In other words it doesn’t pay to cooperate.

But that isn’t the “iterated” version of the game. In the iterated prisoner’s dilemma the game is played over and over again. What strategy is best then? An initial empirical result showed that “tit for tat” worked impressively well between two actors. In tit-for-tat you don’t need much memory about your co-conspirator’s past behavior. It suffices for you to simply do in the current round what they just did in the last round. If they defected, you defect to punish them. If they cooperated, you cooperate.

But this is just two actors and robust payoff matrixes. What if we expand the game to include hundreds of interacting agents who are all competing for mating privileges and access to resources? Fukuyama’s claim is being applied to human prehistory, after all. How does a more complex competitive-cooperative landscape change these simple games and lead to an upward trajectory of abstraction, induction, abduction, or other mechanisms that feed into cognitive processes and then into linguistic ones? We can bound the problem in the following way: the actors need at least as many bits as there are interacting actors to be able to track their defection rates to the last interaction. And, since there are observable limitations to identifying defection (cheating) with regard to mating opportunities or other complex human behaviors, we can expand the bits requirement to floating point representations that cast past behavior in terms of an estimate of their likelihood of future defections. Next, you have to maintain individual statistical models of each participant to better estimate their likelihood of defection versus cooperation (hundreds of estimates and variables). You also need a vast array of predictive neural structures that are tuned to various social cues (Did he just flirt with my girlfriend? Did he just suck-up to the head man?)

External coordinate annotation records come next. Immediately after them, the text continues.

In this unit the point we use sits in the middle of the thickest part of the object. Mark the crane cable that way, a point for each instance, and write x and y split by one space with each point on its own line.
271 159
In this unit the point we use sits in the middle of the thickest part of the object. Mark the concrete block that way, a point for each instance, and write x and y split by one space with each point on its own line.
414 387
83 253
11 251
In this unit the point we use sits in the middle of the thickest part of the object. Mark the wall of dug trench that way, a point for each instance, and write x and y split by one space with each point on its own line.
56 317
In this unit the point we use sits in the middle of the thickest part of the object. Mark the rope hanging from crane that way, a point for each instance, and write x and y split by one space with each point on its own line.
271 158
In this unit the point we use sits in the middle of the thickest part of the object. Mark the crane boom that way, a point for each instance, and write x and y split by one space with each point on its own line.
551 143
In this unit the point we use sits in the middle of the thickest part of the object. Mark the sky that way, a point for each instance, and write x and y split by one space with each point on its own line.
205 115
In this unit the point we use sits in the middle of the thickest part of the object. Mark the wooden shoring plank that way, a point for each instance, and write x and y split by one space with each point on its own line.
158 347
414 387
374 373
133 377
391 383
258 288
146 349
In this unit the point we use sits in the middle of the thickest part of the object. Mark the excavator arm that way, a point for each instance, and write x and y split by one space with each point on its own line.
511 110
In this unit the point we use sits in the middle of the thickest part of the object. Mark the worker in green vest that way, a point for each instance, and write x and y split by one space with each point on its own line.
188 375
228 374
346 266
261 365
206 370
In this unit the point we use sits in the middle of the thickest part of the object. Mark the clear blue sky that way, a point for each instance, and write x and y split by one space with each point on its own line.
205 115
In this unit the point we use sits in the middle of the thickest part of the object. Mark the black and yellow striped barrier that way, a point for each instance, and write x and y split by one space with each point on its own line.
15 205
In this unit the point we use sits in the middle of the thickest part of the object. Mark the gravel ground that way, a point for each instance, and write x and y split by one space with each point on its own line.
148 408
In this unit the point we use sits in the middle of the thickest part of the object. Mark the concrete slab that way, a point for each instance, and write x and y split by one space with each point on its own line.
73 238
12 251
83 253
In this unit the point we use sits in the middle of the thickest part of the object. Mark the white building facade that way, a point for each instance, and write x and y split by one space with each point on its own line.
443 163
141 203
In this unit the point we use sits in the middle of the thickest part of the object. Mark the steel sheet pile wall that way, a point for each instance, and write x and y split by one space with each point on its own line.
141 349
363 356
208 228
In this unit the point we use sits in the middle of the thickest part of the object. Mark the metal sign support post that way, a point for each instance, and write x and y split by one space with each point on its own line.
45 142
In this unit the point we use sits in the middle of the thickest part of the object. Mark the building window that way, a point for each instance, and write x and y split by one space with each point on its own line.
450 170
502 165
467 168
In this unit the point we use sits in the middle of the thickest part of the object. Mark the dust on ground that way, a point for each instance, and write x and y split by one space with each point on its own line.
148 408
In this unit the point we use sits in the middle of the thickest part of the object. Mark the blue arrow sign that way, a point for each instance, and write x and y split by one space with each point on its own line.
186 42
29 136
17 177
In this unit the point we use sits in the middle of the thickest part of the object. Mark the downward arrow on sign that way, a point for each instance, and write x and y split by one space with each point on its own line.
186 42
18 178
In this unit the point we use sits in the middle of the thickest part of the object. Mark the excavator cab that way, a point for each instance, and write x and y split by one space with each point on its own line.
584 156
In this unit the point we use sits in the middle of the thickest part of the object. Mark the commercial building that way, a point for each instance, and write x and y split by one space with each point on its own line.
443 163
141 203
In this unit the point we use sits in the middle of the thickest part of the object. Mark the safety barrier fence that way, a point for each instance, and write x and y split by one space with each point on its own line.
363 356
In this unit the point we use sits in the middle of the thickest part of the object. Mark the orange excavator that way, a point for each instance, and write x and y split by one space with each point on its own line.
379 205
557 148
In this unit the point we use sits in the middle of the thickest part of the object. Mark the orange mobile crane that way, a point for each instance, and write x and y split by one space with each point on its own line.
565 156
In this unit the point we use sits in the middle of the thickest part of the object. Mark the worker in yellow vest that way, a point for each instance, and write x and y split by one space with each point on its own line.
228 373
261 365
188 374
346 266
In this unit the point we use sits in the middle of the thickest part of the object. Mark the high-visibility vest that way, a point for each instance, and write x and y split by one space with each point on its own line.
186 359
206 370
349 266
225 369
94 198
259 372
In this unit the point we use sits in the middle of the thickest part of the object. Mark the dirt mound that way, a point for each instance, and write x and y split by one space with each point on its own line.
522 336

We do seem to end up with big brains, just like Vonnegut predicted and lamented in Galapagos, though contra-Vonnegut whether those big brains translate into species-wide destruction is less about prediction and more about policy choices. Still, Fukuyama is better than most historians in that he neither succumbs to atheoretical reporting (ODTAA: history is just “one damn thing after another”) nor to fixating on the support of a central theory that forces the interpretation of the historical record (OMEX: “one more example of X”).